The Coming Internet Depression
A Leading New Economy Proponent Predicts Economic Bust

A new book by Michael Mandel argues the high-tech boom is about to go bust
and the fallout will be worse than you think.
Could all of the factors that have led the nation into its high-tech boom,
also spell the end of the longest economic growth period in the country's
history? That's the argument made by Michael Mandel, economics editor at
BusinessWeek magazine and a much-lauded business journalist. Until now,
Mandel has been a leading proponent of the New Economy. But in a new book
coming out Oct. 9, Mandel has a very different story to tell - a severe
downturn that will not only devastate technology stocks and the stock market
as a whole, but wreak havoc across the entire economy. We've got an
exclusive look at the first chapter of Mandel's The Coming Internet
Depression.

Peril and Promise

Every economic era is afflicted by its own unique curse. Agricultural
economies were tied to the rhythms of the harvests. Villages would prosper
when crops were good, and suffer when drought or pests withered the fields.
A long enough drought could devastate a region or even a civilization.
Trading economies, like that of England in the 1600s, were considerably less
affected by a failed harvest in a single location, since they could import
food if necessary. But the growing importance of overseas trade introduced
new sources of unpredictable fluctuations.
The opening up of new trading opportunities could create a burst of new
wealth and prosperity. Alternatively, a flood of gold or silver from
overseas - as when Spain conquered Mexico - could ignite an inflationary
boom. The free flow of goods between nations was regularly impeded by war,
religious disputes, and deliberate currency manipulations by governments.
The result, according to one historian, was that "variations in prosperity
were random and discontinuous."

Growth More Predictable . or Less?

The gradual shift to an industrial economy seemingly made growth more
controllable and predictable. No longer was prosperity tied to the harvest
or the vagaries of colonial exploitation. The new source of wealth was
systematic investment in capital goods - machinery, factories, railroads,
electrical, and telephone systems - which could be used to multiply human
productivity.
At the same time, the rise of the modern stock and bond markets in the
second half of the 1800s provided financing for large capital projects on a
scale never before dreamed of. The dawn of mass production permitted
industrial economies to achieve unprecedented growth rates and living
standards.
It soon became clear, however, that industrial economies were prone to new
types of economic fluctuations. Worse, these shocks were broader, more
pervasive, and in many ways more violent than any country had experienced
before. Starting in the middle of the 19th century, national and global
capital markets opened up the door, for the first time, to national and
global economic crises - the boom-and-bust cycles in business investment and
labor markets that we now recognize as the familiar business cycle.
In the early 20th century, housing and consumer durables such as autos
joined the business cycle as well. Easy credit would fuel overinvestment and
overproduction, which would be followed by a sharp recession and a daunting
rise in unemployment. The stock market and banking systems necessary for
funding long-term capital investments could go badly awry, paralyzing an
economy dependent on credit. The result was a series of national and
international economic downturns, including deep ones in 1873, 1893, 1907,
1920, and of course 1929. The last event, especially, raised fears that
modern industrial economies were simply too unstable to be trusted.

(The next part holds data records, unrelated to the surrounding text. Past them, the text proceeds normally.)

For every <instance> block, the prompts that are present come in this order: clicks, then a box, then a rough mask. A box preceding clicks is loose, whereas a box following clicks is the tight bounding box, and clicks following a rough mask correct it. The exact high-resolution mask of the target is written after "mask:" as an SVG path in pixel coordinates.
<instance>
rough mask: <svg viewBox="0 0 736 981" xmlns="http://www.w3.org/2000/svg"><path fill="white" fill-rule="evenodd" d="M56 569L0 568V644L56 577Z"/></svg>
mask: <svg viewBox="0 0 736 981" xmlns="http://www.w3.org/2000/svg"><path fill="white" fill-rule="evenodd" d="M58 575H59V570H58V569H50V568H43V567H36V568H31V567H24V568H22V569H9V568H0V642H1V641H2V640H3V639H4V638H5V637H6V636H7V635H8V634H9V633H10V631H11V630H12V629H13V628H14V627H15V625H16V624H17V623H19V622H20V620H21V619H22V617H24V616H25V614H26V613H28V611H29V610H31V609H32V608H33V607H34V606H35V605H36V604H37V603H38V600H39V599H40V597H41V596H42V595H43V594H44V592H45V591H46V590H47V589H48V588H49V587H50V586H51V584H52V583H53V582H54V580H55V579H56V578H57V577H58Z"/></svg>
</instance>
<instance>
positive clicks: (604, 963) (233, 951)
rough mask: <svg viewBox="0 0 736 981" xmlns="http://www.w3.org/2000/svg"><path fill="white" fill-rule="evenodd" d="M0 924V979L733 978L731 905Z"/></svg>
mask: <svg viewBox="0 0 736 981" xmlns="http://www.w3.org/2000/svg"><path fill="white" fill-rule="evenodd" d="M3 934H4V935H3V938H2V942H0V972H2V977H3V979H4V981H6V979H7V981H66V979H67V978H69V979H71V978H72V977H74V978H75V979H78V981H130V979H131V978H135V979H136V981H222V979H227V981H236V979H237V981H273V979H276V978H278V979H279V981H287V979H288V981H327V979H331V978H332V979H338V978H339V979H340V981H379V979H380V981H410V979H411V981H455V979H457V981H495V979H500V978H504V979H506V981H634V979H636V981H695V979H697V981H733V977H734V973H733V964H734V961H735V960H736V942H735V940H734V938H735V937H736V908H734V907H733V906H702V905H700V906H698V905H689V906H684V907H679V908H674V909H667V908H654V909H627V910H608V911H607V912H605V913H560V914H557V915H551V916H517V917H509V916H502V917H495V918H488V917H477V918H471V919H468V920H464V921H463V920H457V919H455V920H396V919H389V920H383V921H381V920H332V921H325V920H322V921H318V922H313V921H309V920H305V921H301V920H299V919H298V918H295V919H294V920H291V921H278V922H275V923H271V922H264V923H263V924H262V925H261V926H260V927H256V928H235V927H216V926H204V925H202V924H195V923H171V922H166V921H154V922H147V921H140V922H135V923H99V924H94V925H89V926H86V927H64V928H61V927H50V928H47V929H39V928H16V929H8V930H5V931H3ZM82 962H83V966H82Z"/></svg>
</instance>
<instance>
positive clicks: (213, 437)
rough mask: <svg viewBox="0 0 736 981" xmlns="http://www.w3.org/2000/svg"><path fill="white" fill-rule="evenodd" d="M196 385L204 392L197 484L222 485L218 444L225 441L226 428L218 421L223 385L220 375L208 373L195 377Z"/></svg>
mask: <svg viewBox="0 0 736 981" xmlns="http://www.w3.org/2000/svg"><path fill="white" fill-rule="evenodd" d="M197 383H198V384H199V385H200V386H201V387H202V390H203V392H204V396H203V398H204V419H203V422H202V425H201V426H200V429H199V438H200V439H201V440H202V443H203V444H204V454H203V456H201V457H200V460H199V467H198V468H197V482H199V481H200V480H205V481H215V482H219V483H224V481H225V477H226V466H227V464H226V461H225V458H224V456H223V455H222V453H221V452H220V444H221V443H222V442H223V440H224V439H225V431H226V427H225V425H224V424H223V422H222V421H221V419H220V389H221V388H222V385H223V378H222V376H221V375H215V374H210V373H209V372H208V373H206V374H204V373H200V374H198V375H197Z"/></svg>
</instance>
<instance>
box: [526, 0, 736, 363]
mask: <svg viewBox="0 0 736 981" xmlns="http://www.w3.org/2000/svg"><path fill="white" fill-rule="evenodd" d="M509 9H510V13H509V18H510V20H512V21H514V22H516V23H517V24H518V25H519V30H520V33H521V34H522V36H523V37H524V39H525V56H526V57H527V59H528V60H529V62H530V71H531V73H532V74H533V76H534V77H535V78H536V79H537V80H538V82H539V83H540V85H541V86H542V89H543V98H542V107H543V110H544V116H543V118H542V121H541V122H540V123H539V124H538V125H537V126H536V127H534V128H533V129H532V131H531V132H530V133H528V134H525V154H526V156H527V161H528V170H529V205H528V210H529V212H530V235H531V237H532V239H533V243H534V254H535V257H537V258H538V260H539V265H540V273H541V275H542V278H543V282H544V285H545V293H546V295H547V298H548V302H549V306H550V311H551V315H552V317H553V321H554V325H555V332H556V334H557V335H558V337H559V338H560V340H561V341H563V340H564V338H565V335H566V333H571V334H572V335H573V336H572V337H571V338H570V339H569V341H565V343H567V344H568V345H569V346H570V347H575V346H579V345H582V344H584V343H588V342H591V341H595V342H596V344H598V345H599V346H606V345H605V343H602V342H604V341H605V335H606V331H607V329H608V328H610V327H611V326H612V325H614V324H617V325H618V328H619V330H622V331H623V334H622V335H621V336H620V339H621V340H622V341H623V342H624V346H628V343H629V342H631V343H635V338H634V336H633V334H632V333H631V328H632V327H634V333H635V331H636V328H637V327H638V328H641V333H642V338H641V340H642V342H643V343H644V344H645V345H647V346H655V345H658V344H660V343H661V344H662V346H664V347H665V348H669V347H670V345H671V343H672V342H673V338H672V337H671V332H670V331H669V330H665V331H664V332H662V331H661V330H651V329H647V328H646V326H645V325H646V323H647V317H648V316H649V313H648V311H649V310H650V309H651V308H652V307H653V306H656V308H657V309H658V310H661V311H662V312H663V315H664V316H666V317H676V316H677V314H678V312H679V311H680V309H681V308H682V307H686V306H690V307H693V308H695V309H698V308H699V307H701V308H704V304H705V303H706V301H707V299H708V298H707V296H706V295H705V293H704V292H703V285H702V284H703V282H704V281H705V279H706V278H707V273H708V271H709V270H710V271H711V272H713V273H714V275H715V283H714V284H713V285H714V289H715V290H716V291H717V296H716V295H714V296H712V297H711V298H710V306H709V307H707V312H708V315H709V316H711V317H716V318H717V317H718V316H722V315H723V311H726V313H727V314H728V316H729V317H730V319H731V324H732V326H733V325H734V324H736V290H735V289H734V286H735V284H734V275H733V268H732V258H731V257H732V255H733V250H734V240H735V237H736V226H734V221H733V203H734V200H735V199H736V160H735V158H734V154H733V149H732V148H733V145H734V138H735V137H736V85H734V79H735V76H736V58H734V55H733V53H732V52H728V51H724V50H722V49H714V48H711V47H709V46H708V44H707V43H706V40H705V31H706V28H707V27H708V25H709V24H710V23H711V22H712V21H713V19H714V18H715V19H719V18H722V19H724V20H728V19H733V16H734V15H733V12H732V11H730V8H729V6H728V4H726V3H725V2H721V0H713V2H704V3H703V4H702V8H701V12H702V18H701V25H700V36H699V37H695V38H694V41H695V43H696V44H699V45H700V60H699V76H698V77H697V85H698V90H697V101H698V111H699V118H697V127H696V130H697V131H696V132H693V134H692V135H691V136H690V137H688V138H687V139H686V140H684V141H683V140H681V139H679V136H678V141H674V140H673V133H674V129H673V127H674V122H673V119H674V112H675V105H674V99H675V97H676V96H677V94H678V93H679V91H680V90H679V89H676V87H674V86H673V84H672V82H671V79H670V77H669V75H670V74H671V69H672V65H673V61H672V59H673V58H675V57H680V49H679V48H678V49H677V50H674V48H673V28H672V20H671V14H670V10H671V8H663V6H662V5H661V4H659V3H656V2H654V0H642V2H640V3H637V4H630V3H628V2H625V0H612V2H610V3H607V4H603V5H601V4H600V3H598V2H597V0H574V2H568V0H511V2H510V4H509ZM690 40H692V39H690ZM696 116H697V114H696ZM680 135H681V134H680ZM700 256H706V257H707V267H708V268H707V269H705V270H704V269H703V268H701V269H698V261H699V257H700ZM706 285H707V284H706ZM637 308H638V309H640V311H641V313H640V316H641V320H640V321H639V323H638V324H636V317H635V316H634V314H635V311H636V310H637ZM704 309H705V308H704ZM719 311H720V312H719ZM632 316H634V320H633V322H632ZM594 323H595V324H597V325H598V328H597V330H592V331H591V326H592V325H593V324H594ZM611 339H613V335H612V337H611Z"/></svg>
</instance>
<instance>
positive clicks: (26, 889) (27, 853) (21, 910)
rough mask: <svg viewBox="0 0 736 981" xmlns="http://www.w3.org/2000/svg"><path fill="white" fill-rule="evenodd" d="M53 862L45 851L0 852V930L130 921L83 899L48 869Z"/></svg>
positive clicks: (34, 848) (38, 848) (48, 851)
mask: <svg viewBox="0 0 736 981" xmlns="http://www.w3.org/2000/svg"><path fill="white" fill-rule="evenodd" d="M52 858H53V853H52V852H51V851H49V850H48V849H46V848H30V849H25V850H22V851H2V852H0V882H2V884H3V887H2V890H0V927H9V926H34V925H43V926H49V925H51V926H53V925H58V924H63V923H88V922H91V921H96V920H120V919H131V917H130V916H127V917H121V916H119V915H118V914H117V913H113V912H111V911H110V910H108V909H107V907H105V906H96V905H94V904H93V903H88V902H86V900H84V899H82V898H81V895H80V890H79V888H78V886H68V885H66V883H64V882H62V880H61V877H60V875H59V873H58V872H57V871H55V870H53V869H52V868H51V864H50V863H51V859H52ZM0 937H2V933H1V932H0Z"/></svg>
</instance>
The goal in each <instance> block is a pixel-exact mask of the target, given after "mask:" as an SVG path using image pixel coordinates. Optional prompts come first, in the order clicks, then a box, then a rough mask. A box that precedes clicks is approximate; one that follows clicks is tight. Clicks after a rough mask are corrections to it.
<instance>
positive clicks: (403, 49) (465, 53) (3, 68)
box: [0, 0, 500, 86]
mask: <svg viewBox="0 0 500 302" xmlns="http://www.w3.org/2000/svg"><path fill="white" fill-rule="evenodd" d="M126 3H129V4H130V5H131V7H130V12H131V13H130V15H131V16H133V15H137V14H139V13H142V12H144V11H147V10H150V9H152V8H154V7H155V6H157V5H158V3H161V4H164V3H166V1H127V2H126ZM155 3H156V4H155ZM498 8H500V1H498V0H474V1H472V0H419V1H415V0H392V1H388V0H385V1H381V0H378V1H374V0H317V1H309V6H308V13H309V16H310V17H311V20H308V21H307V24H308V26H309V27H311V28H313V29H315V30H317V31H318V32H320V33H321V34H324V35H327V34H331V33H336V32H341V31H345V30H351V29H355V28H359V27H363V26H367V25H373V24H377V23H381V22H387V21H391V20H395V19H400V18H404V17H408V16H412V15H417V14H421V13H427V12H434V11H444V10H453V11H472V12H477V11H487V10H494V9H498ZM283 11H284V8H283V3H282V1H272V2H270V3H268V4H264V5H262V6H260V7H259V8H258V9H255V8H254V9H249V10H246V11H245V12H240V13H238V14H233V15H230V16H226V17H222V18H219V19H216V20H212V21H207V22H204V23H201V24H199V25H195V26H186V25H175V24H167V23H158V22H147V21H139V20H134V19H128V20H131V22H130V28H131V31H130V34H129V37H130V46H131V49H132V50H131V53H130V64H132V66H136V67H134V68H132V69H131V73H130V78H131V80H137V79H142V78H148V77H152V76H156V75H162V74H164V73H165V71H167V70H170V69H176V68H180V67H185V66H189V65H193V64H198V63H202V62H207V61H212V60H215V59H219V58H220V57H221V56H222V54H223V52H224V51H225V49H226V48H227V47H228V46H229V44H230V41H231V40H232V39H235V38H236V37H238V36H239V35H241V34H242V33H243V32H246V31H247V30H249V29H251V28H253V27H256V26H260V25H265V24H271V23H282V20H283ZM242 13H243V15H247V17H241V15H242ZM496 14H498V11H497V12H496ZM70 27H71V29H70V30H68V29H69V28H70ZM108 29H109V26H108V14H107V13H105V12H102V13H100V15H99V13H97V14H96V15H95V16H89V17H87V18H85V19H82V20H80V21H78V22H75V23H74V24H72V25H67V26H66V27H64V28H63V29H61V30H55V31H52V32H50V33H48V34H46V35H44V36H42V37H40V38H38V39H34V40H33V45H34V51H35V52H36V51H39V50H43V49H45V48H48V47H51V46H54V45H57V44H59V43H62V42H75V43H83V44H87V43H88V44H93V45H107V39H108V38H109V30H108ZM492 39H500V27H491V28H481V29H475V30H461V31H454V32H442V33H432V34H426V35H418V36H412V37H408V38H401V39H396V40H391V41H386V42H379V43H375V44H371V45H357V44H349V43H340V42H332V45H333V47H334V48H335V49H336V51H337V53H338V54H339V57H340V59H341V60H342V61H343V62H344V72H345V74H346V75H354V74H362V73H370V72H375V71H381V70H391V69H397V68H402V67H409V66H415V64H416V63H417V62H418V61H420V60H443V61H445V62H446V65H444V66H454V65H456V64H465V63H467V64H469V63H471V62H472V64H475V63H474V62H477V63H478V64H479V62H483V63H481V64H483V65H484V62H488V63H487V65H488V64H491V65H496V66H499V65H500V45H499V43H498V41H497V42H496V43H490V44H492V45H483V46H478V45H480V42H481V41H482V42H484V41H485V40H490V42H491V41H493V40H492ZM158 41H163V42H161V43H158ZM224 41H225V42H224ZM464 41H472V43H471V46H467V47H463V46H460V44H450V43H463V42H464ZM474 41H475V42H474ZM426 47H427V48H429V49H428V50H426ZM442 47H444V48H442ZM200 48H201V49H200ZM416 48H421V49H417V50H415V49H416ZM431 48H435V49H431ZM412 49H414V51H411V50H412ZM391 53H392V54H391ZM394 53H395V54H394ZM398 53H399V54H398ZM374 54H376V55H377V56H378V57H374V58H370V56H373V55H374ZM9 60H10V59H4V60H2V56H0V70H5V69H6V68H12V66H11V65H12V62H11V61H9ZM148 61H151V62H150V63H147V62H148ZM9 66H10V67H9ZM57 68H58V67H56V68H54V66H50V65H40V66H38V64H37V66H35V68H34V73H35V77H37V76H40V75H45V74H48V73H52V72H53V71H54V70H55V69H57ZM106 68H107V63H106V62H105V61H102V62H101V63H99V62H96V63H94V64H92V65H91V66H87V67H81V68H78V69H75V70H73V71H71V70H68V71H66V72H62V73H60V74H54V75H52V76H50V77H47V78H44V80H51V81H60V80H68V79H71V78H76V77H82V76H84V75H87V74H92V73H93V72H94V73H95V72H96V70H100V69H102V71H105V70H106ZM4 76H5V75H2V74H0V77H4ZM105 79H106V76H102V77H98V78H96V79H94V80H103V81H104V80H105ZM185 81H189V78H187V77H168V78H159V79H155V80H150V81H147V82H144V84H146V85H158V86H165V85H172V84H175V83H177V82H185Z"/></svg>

Managing the Business Cycle

But over time, and after intense arguments, economists and policymakers
figured out ways to manage the instability of market economies - a triumph o
f which economists were justifiably proud. As economist Paul Krugman wrote,
"In effect, capitalism and its economists made a deal with the public; it
will be okay to have free markets from now on, because we know enough to
prevent any more Great Depressions."
Measures such as deposit insurance and unemployment insurance were put in
place to protect the industrial economy from its own worst excesses.
Washington policymakers at the Federal Reserve Board, the White House, and
Congress learned how to use monetary and fiscal policy to manage the ups and
downs of the business cycle, cutting interest rates and taxes and boosting
government spending to jump-start growth when recession loomed.
The central bankers at the Fed, despite their innate caution, learned to
embrace the obligations of "lender of last resort." That meant they had a
responsibility, no matter what, to move quickly to pump money into the
financial system whenever it looked like it might unravel.
True, the rule book for managing the business cycle did have to be rewritten
several times. Deficits or surpluses in the federal budget came to be seen
as far less important for regulating the business cycle than monetary
policy.
In the aftermath of the inflationary surge of the 1970s, policymakers became
much more concerned with making sure the economy didn't overheat. By the
beginning of the 1990s, economists were fairly confident that they
understood how to avoid (or at least soften) the business cycle's highs and
lows.

The New Economy Boom

Enter the New Economy, also known as the Information Economy, the Internet
Economy, or the 21st Century Economy. Built around the high-tech revolution
and globalization, the New Economy seemed partially immune from the ills
that plagued the old industrial economy, just as the industrial economy was
partially immune from the vagaries of the harvest. A computerized and
networked supply chain allowed the real-time monitoring of inventories, so
production never got too far ahead of sales.
The combination of soaring productivity and intense competition, at home and
abroad, kept inflation in check despite low unemployment rates. That meant
that instead of acting aggressively to slow the economy, the Federal Reserve
Board could afford to let growth roll.
In February 2000, the expansion that started in March 1991 became the
longest period of uninterrupted growth in U.S. history. This milestone
provoked a burst of enthusiasm from journalists, economists, business
executives, and investors, both in the U.S. and elsewhere - even many who
had been skeptical about the New Economy. More and more people were willing
to consider the notion that the expansion never needed to end.
It would be wonderful if it turns out we have reached the promised land.
Given the misery that recessions and depressions have caused over the years,
any moderation of these fluctuations would be a major benefit of the New
Economy. What's more, the elimination of the business cycle, if it turns out
to be real, would reduce the risk of investing in equities and justify the
lofty valuation of the stock market.